“Nay, Lady, I hate him who asks too much and gives too little, as I hated his father before him. Still we sleep in the same bed and prop up the same wall, and if one of us ceases to support the wall, the Persians will push it down on both.”

“I understand. Yet even so it comes into my mind that perchance you would have been safer had you been pushing at the wall with the Persian Ochus and not holding it up with the Egyptian Nectanebes.”

He glanced at me with his shifting eyes and answered,

“I have had that thought, as you know well, but having rebelled against Ochus, defeated his satraps, and slain thousands of his soldiers, or rather those of his father, if I climb the wall I might find spears waiting for me on the farther side. Lady, it is too late.”

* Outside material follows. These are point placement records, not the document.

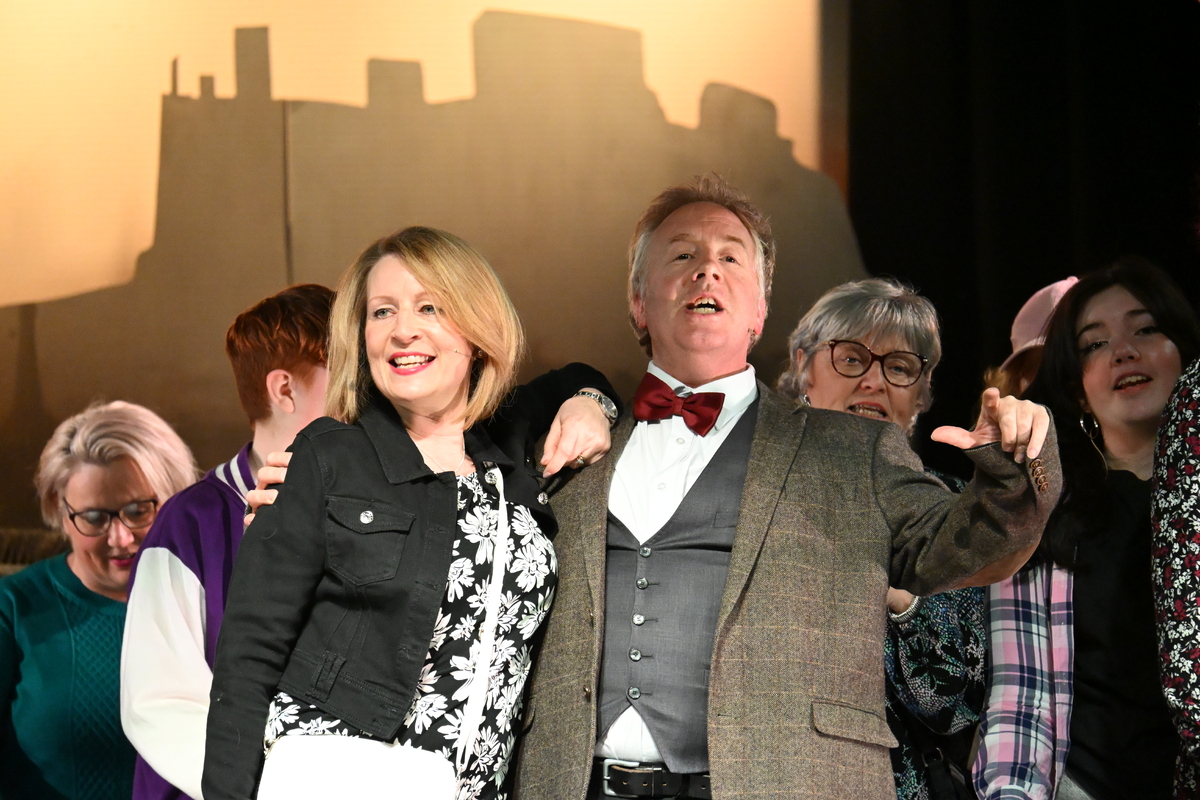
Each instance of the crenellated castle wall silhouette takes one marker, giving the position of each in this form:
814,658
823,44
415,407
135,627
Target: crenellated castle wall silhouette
545,170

“Yes, King Tenes, perhaps it is too late; I will consider of the matter in your interest and my own. But first send me papyrus and writing tools that I may set down our pact. When you have approved and signed it, then I will consider of this and other matters and not before. For the while, farewell.”

He rose and went unwillingly enough and when I was alone in the cabin I laughed in my heart. This fish had been easy to hook, but he was a large fish and strong, and I must beware lest he pull me into the deep sea where both might drown together. Moreover, the man was hateful to me, more so even than that ox-eyed, heavy-jowled Pharaoh, and his presence seemed to poison the air I breathed. Yet if I entered into this pact with him doubtless I must breathe it often, which vexed me who shrank from men and their desires, and above all from this man. Yet he had done me wrong and insult; he had helped the Egyptians to make war upon my people and he had taken me as a slave, me, Ayesha, thinking to make of me his woman, and cost what it might, I would pay him back as I would pay back Nectanebes who sold me.

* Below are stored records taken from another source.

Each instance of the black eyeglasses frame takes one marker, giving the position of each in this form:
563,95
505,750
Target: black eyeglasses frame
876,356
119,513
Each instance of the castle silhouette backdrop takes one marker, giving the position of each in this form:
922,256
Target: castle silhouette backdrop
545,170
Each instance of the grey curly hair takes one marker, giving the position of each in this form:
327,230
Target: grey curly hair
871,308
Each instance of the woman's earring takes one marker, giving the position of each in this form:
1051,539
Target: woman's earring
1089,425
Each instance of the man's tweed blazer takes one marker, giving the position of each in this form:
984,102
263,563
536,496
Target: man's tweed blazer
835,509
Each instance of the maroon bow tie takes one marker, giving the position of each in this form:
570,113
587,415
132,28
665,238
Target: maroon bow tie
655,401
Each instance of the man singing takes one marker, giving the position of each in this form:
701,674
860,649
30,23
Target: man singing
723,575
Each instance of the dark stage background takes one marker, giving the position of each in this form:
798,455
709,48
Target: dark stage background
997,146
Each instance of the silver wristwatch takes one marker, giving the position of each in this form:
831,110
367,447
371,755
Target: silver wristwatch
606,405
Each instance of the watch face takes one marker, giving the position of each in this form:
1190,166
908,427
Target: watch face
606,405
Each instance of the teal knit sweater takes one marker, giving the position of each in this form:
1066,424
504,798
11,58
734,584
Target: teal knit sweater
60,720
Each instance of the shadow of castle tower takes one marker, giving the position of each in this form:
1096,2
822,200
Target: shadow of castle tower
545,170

The papyrus was brought to me by a slave and on it I wrote such a contract as I think was never signed by a king before. It was brief and ran thus:—

“Ayesha, daughter of Yarab, high-priestess of Isis, prophetess of Isis, known in Heaven and among her servants as Isis-come-to-Earth, and Child of Wisdom, to Tenes, King of Sidon.

“When you, Tenes, are king not only of Sidon but of Egypt, Cyprus, Persia, and the East, as I can make you, if you obey me in all things, then I, Ayesha, vow myself to you as your sole wife and queen. But if, ere this dignity is mine and yours, you dare even to touch my robe, then in the name of Isis and speaking with the voice of Isis, I, Ayesha, vow to you shame and death in the world and after it all the torments of hell and the jaws of the Devourer that await the judgment of Thoth on perjured souls beyond the Sun.

“Accepted and sealed by Ayesha, daughter of Yarab and by Tenes, King of Sidon.”